Во-вторых, ни один из этих параметров не может считаться исключительной принадлежностью данного типа исторических ситуаций. Напротив, некоторые из них в отдельности или в определённой избирательной совокупности наблюдаются и в других типах исторических ситуаций (ситуации кризисов, войн, реформ, катастроф и т. п.). Так, бифуркации в истории человечества могут быть связаны не только с социальными и политическими, но и с технологическими революциями; отрицание ярко проявляется в периоды реформ, смены культурных стилей или научных парадигм; аномия – в периоды войн, катастроф, разложения прежней системы; выдвижение мифов и утопий – во время генезиса новой социальной системы и опять-таки в периоды реформирования.

В-третьих, полным набором названных характеристик и закономерностей не обладает ни один другой тип исторических ситуаций. В совокупности эти параметры дают то системное качество, которое характеризует только данный тип исторических ситуаций и никакой другой.

Революция: политико-ситуационные характеристики

Революция как бифуркация

Термин «бифуркация» (от лат. bifurcus – раздвоенный) – разделение, разветвление, в социальных науках употребляется для обозначения апогея кризиса системы, после которого возможно её развитие в различных направлениях, вплоть до полного уничтожения[18]. Очевидно, что любой революционный кризис такому пониманию бифуркации вполне отвечает, и тем более, чем он глубже.

После каждой революции возникает новый этап, новая линия в развитии общественной системы, и это не случайно. В условиях «спокойного» функционирования данного социума, циклического воспроизводства его отношений и институтов социальные инновации, разумеется, возникают, но они всегда достаточно жёстко ограничены существующими условиями. Возможность инноваций, выходящих за рамки системы, является здесь, скорее, абстрактной.

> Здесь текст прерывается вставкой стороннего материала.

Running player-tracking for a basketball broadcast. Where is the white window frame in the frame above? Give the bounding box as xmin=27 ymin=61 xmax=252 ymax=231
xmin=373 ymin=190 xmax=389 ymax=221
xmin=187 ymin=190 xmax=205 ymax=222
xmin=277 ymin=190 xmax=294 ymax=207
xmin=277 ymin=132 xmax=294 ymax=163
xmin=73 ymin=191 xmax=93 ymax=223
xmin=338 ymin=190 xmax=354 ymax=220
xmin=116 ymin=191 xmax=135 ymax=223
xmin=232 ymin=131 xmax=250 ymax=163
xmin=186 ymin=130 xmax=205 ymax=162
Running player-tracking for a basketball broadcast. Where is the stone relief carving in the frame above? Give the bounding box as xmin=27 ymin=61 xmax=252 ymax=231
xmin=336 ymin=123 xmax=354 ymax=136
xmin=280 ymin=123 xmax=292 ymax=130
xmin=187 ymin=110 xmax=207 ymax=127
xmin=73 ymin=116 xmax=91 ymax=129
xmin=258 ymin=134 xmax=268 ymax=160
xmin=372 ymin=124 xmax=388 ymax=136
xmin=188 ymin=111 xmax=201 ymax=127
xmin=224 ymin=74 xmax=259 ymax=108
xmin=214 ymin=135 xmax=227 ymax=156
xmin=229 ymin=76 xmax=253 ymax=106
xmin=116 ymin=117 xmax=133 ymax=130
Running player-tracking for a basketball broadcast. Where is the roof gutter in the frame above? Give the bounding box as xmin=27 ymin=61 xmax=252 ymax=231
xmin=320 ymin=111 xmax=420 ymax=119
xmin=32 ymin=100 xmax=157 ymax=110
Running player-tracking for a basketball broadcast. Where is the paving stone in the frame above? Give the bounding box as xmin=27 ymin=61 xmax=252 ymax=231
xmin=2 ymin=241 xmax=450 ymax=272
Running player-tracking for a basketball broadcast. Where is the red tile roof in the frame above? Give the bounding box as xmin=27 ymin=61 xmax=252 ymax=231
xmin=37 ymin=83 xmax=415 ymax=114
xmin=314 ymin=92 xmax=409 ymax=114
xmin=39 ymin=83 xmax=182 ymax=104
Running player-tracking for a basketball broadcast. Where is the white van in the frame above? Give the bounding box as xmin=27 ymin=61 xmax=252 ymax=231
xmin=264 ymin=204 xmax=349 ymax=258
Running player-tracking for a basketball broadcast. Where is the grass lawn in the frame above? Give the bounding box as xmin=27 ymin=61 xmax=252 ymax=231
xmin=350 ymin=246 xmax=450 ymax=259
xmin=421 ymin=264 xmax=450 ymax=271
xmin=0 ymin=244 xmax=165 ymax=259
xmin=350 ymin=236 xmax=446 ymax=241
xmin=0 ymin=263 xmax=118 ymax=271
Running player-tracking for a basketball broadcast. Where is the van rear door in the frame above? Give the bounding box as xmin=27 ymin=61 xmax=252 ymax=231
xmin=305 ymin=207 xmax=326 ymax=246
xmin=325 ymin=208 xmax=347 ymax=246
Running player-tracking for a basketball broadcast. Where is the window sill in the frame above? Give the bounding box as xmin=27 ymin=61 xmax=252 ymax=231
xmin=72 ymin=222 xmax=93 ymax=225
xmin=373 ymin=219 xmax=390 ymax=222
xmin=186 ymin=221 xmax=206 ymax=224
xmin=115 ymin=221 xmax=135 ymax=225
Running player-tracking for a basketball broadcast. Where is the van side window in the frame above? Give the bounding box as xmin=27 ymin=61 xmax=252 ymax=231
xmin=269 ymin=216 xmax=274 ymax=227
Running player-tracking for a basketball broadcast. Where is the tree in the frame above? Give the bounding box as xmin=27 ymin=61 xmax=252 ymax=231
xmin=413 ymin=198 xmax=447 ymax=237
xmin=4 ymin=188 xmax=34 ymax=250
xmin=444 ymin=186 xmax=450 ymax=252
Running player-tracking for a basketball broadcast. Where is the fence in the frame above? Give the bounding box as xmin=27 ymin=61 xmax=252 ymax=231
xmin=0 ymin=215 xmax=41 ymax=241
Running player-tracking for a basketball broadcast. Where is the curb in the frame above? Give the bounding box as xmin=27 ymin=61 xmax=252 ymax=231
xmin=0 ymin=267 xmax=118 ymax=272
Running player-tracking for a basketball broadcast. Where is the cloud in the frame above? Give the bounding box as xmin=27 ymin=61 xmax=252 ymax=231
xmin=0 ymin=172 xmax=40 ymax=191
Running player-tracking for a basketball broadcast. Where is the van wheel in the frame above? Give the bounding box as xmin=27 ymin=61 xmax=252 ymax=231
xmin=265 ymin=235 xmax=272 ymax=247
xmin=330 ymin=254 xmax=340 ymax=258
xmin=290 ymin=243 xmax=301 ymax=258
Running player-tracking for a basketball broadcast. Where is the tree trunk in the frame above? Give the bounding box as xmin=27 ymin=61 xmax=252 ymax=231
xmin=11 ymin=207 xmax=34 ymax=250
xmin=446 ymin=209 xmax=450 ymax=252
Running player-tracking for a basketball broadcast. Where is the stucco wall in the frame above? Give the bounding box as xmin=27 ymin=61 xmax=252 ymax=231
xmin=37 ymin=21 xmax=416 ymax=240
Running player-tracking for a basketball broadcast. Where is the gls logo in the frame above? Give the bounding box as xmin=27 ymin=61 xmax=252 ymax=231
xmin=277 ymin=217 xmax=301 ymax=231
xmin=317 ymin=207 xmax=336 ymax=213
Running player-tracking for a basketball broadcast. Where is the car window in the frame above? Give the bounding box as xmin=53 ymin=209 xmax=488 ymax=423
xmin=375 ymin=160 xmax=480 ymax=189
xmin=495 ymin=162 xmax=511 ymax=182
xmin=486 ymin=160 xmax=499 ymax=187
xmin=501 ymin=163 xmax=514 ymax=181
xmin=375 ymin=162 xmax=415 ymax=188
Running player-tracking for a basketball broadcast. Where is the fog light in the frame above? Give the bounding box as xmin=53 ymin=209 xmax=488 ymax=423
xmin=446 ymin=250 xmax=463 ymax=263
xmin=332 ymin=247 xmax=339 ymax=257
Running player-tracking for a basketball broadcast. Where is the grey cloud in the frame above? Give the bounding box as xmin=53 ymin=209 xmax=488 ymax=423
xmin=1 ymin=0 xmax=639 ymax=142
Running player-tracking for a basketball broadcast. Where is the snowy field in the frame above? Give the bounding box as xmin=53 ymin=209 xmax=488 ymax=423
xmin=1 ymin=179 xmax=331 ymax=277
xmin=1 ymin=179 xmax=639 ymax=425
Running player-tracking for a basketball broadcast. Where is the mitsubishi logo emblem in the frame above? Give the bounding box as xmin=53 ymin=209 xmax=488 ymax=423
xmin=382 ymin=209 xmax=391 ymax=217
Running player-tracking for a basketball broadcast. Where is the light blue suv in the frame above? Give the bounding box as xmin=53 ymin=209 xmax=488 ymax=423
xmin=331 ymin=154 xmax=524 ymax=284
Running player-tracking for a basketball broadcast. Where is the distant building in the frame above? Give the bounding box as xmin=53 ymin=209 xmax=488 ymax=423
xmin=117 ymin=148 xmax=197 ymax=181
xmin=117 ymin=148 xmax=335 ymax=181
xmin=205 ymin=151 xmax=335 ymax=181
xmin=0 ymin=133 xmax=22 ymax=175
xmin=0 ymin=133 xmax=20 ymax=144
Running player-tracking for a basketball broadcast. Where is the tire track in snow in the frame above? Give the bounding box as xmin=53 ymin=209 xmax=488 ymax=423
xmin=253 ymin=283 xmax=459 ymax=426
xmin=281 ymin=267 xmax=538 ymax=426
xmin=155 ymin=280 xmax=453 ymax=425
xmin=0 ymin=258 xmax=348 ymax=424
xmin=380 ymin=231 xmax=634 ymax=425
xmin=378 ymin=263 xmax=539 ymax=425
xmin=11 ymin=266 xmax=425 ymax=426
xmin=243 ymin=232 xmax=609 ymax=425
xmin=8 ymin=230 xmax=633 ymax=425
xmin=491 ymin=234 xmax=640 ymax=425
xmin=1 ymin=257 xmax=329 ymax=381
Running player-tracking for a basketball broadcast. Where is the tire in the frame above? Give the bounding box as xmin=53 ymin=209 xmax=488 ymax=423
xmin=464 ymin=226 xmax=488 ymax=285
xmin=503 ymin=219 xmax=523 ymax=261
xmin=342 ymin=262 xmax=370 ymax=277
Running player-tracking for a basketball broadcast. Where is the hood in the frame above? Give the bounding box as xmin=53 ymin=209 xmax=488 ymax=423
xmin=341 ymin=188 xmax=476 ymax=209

Совершенно иначе выглядит ситуация революционного кризиса: все или большинство социальных институтов разрушены или расшатаны; вера в прежние ценности ослабевает, как и контроль за соблюдением социальных норм; более того, людьми овладевает желание отринуть прежнюю систему любой ценой, а новизна, независимо от того, ведёт она к лучшему или к худшему, превращается в самоценность и обретает неодолимую притягательную силу. В этих условиях общественные группы, выступающие как субъект истории, при поддержке широких масс действительно способны направить развитие событий в то или иное русло (хотя отнюдь не всегда – в желаемое), а возможность появления принципиально новой социальной системы из абстрактной превращается в реальную.

В этой связи представляет интерес новый вариант решения старого теоретического спора о том, расширяется или ограничивается свобода выбора в революционных условиях. Это решение выглядит парадоксальным: качественное расширение альтернативности развития при количественном ограничении свободы выбора управленческих решений. Анализ отечественной реальности 1990-х гг. подтверждает, что возрастание альтернативности в революционных условиях обусловливается:

  • расшатыванием или разрушением социальных институтов прежней системы, устанавливавших границы деятельности и поведения людей;
  • возможностью появления принципиально новой системы. Иначе говоря, растёт не количество альтернатив, а их качество. В обычных условиях альтернативы существуют в рамках данной системы, в условиях революции – альтернативы между различными типами систем.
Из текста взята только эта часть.